Рамзес получил свою первую значительную должность: командующий пехотой под началом Бакхена, ставшего главным руководителем экспедиции. Их встреча при отправлении была ледяной, но ни тот ни другой не мог позволить себе спровоцировать столкновение. Все время экспедиции им пришлось приспосабливаться к характеру друг друга. Бакхен сразу же указал Рамзесу его место, приказав разместиться в обозе, где, по его словам, «новичок подвергнет своих подчиненных наименьшему риску». Отряд, включающий более шестисот человек, должен был привезти бирюзу — камень небесной Хатор, избравшей себе такое воплощение в этой скупой и бесплодной земле.
Хорошо проложенная, благоустроенная, дорога сама по себе не представляла никакой трудности. Вдоль нее регулярно попадались крепости и источники воды. Она пересекала враждебную местность, где возвышались красные и бурые горы, высота которых смутила новичков: некоторые испугались, как бы злые духи не выползли из расщелин и не унесли их душу. Но присутствие Сети и Рамзеса в какой-то степени успокаивало их.
Рамзес надеялся на тяжелое испытание, в котором он сможет доказать отцу, на что способен. Поэтому он был разочарован легкостью задачи. Без особого труда он завоевал доверие трех десятков пехотинцев, которыми командовал. Все они, наслышанные о его таланте лучника и о том, что он усмирил бешеную кобылу, надеялись, что служба под его началом обеспечит им продвижение.
По настоянию Рамзеса, Амени не принял участия в этой поездке. С одной стороны, его здоровье не позволяло ему такой физической нагрузки, с другой — он только что обнаружил на одной из свалок к северу от подозрительной мастерской обломок известняка со странной надписью. Утверждать, что он напал на верный след, было слишком рано, и юный писец утроил усилия. Рамзес умолял его быть осторожным. Амени оставался под охраной Дозора и мог при необходимости обратиться к Сетау, который начал богатеть, продавая яд жрецам-врачевателям и изгоняя из богатых поместий нежелательных гостей вроде кобр.
Сын Фараона был настороже. Хотя раньше он чуть не лишился жизни в пустыне, она нравилась ему. Но он не чувствовал себя уютно в пустыне Синая: слишком немые вокруг скалы, слишком много теней, тревожащих душу, слишком большой хаос. Несмотря на заверения Бакхена, Рамзес опасался нападения бедуинов. Конечно, из-за большой численности египтян разбойники не станут вступать в открытое столкновение.

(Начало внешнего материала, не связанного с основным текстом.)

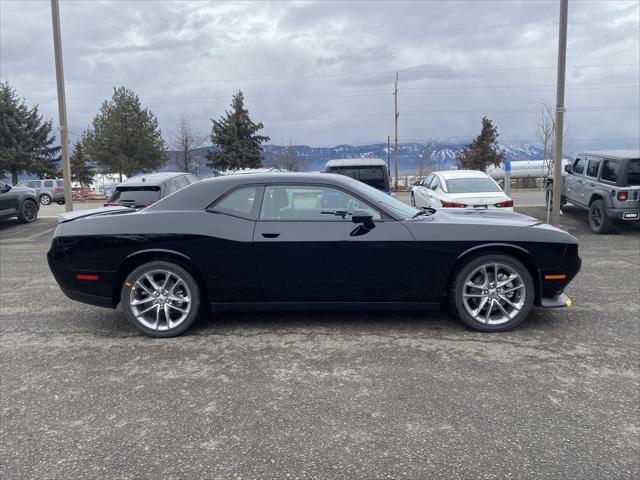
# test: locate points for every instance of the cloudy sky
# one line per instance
(321, 72)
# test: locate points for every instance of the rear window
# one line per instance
(136, 195)
(610, 170)
(471, 185)
(374, 175)
(633, 177)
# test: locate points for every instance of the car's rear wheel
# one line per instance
(28, 211)
(492, 292)
(598, 220)
(160, 299)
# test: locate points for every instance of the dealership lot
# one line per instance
(324, 395)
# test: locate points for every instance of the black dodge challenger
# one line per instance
(307, 241)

Но не пытаются ли они ограбить отставшего от каравана, или хуже того, пробраться в лагерь ночью? Озабоченный царевич усилил бдительность и раздавал многочисленные указания. После небольшой стычки с Бакхеном они порешили, что тот, учитывая замечания Рамзеса, будет следить за общей безопасностью.
Однажды вечером Сын Фараона отошел от обоза и направился вдоль колонны, чтобы раздать немного вина своим людям. Ему показали палатку начальника интендантской службы. Рамзес поднял кромку ткани, наклонился и застыл в изумлении при виде человека, сидящего, скрестив ноги в позе писца, и изучающего какую-то карту при свете лампы.
— Моисей, ты здесь?
— Да, по приказу Фараона. Мне поручена интендантская служба, а также составление подробной карты этой местности.
— А мне — командование обозом.
— Я и не знал, что ты тут… Очевидно, Бакхен не любит говорить о тебе.
— Мы стали лучше ладить последнее время.
— Давай выйдем, здесь тесно.
Оба юноши были одинаково широкоплечи. Благодаря фигуре и природной силе они были на вид старше своих лет.
— Это был приятный сюрприз, — признался Моисей, — я скучал в гареме, когда пришел этот вызов. Без глотка свежего воздуха я бы, наверняка, сбежал.
— Разве Мэр-Ур — не великолепное место?
— Но не для меня. Девицы раздражают меня, мастера очень неохотно раскрывают тайны своего ремесла, а должность управляющего мне не подходит.
— Ты выиграл на этом обмене?
— Тысячу раз! Мне нравится это место, эти горы, этот пейзаж, за которым что-то скрывается. Здесь я чувствую себя дома.
— Огонь, который сжигал тебя, угасает?
— Он, правда, стал не такой сильный. Я выздоровел от прикосновения к этим великолепным скалам и таинственным расщелинам.